Chantier Solidarités Jeunesses/Vallet : la renaissance de la crypte de l'église Saint-Babylas, témoignage de l'art roman

Grâce à la nouvelle équipe de Solidarités Jeunesses, la crypte de l'église de Vallet peut traverser les épreuves du temps. Finie l'époque où ses murs verdissaient sous l'empreinte de l'humidité ! Elle peut à nouveau s'insérer dans un circuit touristique dédié au patrimoine. Et pour cause, les cryptes remontant au début de l’art roman ne sont pas si nombreuses dans la région, la plus célèbre étant Saint-Eutrope à Saintes ! Vendredi, aux côtés de Benoît Valade, les jeunes ont présenté le travail qu'ils ont réalisé ces dernières semaines


« Les volontaires qui n’ont pas peur de se salir les mains et souhaitent mettre leur force de travail à disposition des populations qui en ont besoin peuvent choisir une mission de volontariat en construction. Si vous êtes partant pour fabriquer des briques, monter des murs, assembler la charpente, peindre et rénover des bâtiments, nos partenaires locaux vous attendent sur les chantiers à travers le monde. Nul besoin pour autant d’être spécialiste des métiers du bâtiment, le courage pour des travaux physique d’extérieur et la motivation d’aider les artisans locaux suffisent pour pouvoir faire cette mission » : le message de Solidarités Jeunesses est explicite. Si vous souhaitez collaborer à un chantier avec des jeunes de votre âge venant des quatre coins de la planète, rien de plus simple. Il suffit d'être motivé, volontaire, de manifester l'envie d'apprendre, de partager et d'accroître ses connaissances. A Vallet, cet esprit animait le groupe qui a travaillé à la renaissance de la crypte Saint-Babylas.
Accueillis par le maire Ludovic Poujade et leur "tuteur" Benoit Valade, ils ont répondu chaque jour présent pour que cet ancien lieu de procession retrouve un aspect qui donne envie de s'y arrêter.

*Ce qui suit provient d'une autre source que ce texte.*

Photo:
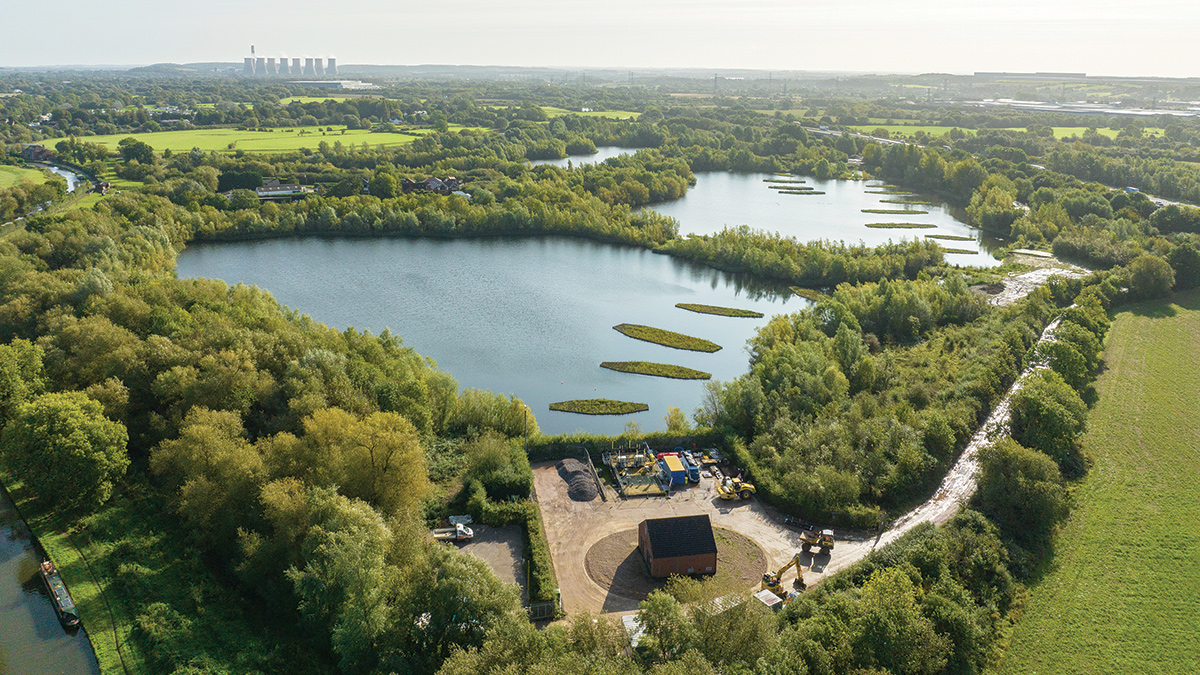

Finitions vendredi matin. Magdalena passe une couche de cire sur la niche située au dessus de l'autel. Une statue y serait la bienvenue...
Mission accomplie !

L'an dernier, les badigeons avaient été enlevés afin de révéler la structure originelle. Laquelle présentait des fissures inquiétantes en son plafond et l'un des murs (n’oublions pas qu’une partie du chœur repose sur elle). Pendant plusieurs semaines, des jeunes s'étaient succédé, favorisant l'avancement du chantier. Soit quelque 80 intervenants et 600 heures d’un travail minutieux car il n’était pas question de bouleverser cet honorable lieu de pèlerinage remontant au XIe siècle.
En 2018, la nouvelle campagne de travaux comportait la remise en état des deux voûtes en berceau (reconsolidation), le jointoiement des murs et les finitions.
Sur place au mois d'août, un nouveau groupe a apporté sa pierre à l'édifice, selon l'expression. Etudiants en majorité, nombreux n'avaient jamais manié la truelle ou réalisé des travaux de maçonnerie. Benoit Valade a guidé leurs gestes. « Nous avons travaillé à la chaux. C'était un gros chantier technique qui a nécessité un maximum de compétences. J'ai demandé des conseils à Titou Tugas et au club Marpen qui poursuit, comme nous, des activités de restauration ». Les détails architecturaux de la crypte ont été ainsi valorisés (dont les escaliers y permettant l'accès) ainsi que les fragments de décor mis au jour.
En 1936, l’abbé Guiraud notait au sujet de ce lieu : « la crypte devait avoir jadis de plus vastes dimensions et constituer un sanctuaire remarquable. Certains indices me feraient supposer qu’elle a appartenu à une époque reculée à un ordre religieux établi dans la région avoisinante. Je ne serais pas surpris que les Chevaliers du Temple aient eu là un couvent de leur grand ordre militaire, car ils furent pendant longtemps très répandus au pays de Saintonge et de Guienne ». On aimerait bien connaître les indices qu'il sous-entend ! Quant à la présence des Templiers, pourquoi pas puisque la petite église de Lugéras (ancienne paroisse sur la commune de Bussac-Forêt) dépendait de l'ordre des Hospitaliers, successeurs des Templiers. Avis aux amateurs d'histoire pour des recherches approfondies !
Bref, la crypte est maintenant restaurée et se prête aux visites et aux expositions, ses voûtes ne présentant plus aucun danger. Rendez-vous pour les Journées du Patrimoine les 15 et 16 septembre prochains.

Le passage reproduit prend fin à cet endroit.